Auteur avec Mickaël de Saint-Chéron du livre "Soulages, d’une rive à l’autre", dans lequel ils tracent une sorte de "triangle d’or entre l’art de Soulages, l’Afrique noire et le pays du Soleil levant", Matthieu Séguéla est sans conteste marqué par cette rencontre avec Pierre Soulages. Qui le relie à jamais à la terre de ses ancêtres. "Ces hautes terres où le regard se libère à l’infini. Mais de tous les territoires aveyronnais, j’ai un faible pour le Ségala de Conques.

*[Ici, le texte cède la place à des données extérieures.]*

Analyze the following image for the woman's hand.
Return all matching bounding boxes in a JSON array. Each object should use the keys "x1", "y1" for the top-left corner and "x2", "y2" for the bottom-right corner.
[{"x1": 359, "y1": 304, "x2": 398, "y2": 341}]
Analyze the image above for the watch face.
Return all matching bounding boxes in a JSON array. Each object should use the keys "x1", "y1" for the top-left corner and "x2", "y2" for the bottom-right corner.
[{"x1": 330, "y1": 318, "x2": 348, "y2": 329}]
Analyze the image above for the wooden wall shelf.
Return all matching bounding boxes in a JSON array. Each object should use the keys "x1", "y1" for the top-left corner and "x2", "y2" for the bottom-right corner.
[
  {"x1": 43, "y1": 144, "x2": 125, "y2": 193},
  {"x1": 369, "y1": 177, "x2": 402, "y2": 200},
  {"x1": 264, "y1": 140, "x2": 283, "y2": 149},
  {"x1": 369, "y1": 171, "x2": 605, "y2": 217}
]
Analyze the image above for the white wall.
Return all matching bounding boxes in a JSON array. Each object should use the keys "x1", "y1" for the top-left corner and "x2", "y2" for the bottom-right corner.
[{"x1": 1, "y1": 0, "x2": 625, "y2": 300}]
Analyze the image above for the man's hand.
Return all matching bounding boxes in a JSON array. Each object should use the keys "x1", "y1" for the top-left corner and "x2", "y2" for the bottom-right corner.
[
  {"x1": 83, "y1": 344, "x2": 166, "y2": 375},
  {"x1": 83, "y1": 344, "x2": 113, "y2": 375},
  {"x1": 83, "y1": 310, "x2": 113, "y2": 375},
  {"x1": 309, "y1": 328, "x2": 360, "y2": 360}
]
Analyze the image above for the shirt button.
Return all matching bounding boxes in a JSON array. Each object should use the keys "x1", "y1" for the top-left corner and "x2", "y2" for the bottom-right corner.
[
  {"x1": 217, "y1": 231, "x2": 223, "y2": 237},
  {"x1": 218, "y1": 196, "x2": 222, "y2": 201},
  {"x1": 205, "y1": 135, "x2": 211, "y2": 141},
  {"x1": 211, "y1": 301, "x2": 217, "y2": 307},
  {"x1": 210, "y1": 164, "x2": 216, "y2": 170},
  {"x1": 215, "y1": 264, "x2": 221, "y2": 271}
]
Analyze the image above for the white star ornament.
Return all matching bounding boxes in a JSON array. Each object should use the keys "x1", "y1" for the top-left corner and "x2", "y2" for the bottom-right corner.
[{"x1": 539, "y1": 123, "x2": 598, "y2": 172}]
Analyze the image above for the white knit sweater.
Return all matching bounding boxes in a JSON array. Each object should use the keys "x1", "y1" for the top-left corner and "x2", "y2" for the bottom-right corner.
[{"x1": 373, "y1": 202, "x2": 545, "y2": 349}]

Là, tout s’y mêle : nature, histoire, architecture et art…"

L’historien matthieu séguéla, trait d’union entre le japon et l’aveyron
L’historien matthieu séguéla, trait d’union entre le japon et l’aveyron Reproduction Centre Presse - Reproduction Centre Presse

Le Japon, invité régulier du Musée Soulages

Soulages et définitivement associé au Japon. Dans les sphères culturelles japonaises, on l’associe à un "trésor national vivant", distinction ultime. En 2018, le musée Soulages avait accueilli l’exposition Gutai, fruit d’un travail de collaboration mené le musée de la préfecture du Hyogo – province jumelée au département de l’Aveyron – et le musée Soulages à Rodez. Et qui a abouti prêt d’un ensemble d’une vingtaine de peintures de premier ordre du groupe Gutai. Ce musée, situé à Kobé, dispose d’un des plus grands fonds de peintures Gutai au Japon, avec le musée national à Tokyo.

Une démonstration de calligraphie avec la renommée Yukako Matsui avait enthousiasmé le pblic cette année-là. En 2019, l’artiste japonaise était revenue au musée Soulages ou Matthieu Séguéla, qui fait également partie des Amis du musée, avait donné ue conférence qui avait salle comble. En 2019, une cinquantaine de personnalités japonaises s’était retrouvée à la résidence de l’Ambassade de France, à Tokyo, pour souhaiter un heureux centième anniversaire au peintre de l’Outrenoir. A cette occasion l’ambassadeur de France avait pris la parole aux côtés de Matthieu Séguéla.